Deep Dive into ParadeDB's v2 API: The Future of SQL Search

By James Blackwood-Sewell on December 4, 2025

Deep Dive into ParadeDB's v2 API: The Future of SQL Search

When you build a search engine inside PostgreSQL, you start with the fundamentals: storage integration, transaction safety, write-ahead logging, crash recovery, and index consistency. None of it is glamorous, but all of it is required. If the engine isn't solid, everything above it is wasted effort. That's where we've focused for the last year.

Our API, meanwhile, evolved as the engine took shape. It worked, but it wasn't the API we wanted to give developers long-term.

With the core now stable and fast, we can finally fix the surface.

The v2 API gives ParadeDB a clearer, more predictable model for defining indexes and writing search queries. Field definitions, tokenization, and ranking live in SQL. We have different operators to do different things. Aggregations stay familiar thanks to a light touch of Elasticsearch’s DSL where it helps.

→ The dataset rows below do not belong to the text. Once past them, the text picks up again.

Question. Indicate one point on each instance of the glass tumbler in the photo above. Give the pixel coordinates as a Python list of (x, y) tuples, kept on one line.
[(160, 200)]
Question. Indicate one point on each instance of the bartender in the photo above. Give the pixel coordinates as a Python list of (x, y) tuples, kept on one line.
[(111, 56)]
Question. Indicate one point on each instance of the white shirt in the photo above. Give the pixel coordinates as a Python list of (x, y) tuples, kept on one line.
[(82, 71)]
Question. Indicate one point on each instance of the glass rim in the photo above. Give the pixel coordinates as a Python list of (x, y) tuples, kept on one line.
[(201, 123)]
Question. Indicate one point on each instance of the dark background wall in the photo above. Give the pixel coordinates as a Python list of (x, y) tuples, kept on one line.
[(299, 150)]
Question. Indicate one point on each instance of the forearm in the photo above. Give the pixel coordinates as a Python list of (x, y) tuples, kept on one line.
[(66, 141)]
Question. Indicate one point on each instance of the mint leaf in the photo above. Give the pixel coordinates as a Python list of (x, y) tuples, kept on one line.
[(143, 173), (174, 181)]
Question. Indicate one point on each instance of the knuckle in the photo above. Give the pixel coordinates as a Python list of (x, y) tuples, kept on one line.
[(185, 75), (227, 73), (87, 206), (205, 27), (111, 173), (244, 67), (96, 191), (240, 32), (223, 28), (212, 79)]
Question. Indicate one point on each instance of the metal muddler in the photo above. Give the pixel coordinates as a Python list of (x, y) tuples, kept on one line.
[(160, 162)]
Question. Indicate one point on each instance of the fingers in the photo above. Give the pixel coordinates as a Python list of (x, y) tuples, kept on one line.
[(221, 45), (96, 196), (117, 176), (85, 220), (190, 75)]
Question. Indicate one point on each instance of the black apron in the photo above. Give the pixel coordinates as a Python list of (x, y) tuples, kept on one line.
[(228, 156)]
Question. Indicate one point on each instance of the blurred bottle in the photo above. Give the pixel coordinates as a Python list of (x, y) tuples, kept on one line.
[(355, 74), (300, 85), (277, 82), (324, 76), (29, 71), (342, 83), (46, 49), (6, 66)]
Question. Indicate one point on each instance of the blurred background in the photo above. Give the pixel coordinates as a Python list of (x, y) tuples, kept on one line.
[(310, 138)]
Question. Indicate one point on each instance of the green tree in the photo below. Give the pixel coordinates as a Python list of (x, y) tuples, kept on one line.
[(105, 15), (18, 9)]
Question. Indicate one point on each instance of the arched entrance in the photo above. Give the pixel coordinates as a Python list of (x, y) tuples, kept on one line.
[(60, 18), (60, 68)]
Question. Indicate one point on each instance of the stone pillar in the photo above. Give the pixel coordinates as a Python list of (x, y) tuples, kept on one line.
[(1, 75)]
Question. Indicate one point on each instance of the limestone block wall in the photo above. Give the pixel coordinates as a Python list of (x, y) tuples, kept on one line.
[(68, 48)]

In this post, we’ll walk through what’s new, and how the v2 API brings ParadeDB’s developer experience up to the standard of its engine. Before we start, here’s a side-by-side comparison of our legacy and v2 APIs for a non-trivial CREATE INDEX statement.

Diagram of an LSM tree showing the segment hierarchy and compaction process

Starting with Schema

The foundation of the v2 API is improved schema inference. When you create a search index, ParadeDB examines your existing table structure and automatically configures appropriate search behavior for each column type (rather than maintaining a separate JSON configuration blob). We believe your PostgreSQL schema should be the authoritative source of truth, so we built the system to work with what you already have.

All the code examples in this post use the ParadeDB getting started demo table (which you can easily install by following the SQL steps here).

Table "public.mock_items"
        Column         |            Type
-----------------------+-----------------------------
 id                    | integer (Primary Key)
 description           | text
 rating                | integer
 category              | character varying(255)
 in_stock              | boolean
 metadata              | jsonb
 created_at            | timestamp without time zone
 weight_range          | int4range

With the v2 API, creating a BM25 search index is straightforward:

CREATE INDEX search_idx ON mock_items
USING bm25 (id, description, category, rating, in_stock,
            created_at, metadata, weight_range)
WITH (key_field='id');

This single statement creates a comprehensive search index without requiring you to specify how each field should be processed. ParadeDB understands the semantics of different PostgreSQL data types and configures search behavior accordingly, with all text fields becoming available for full-text search and all non-text fields becoming available for use in search aggregates.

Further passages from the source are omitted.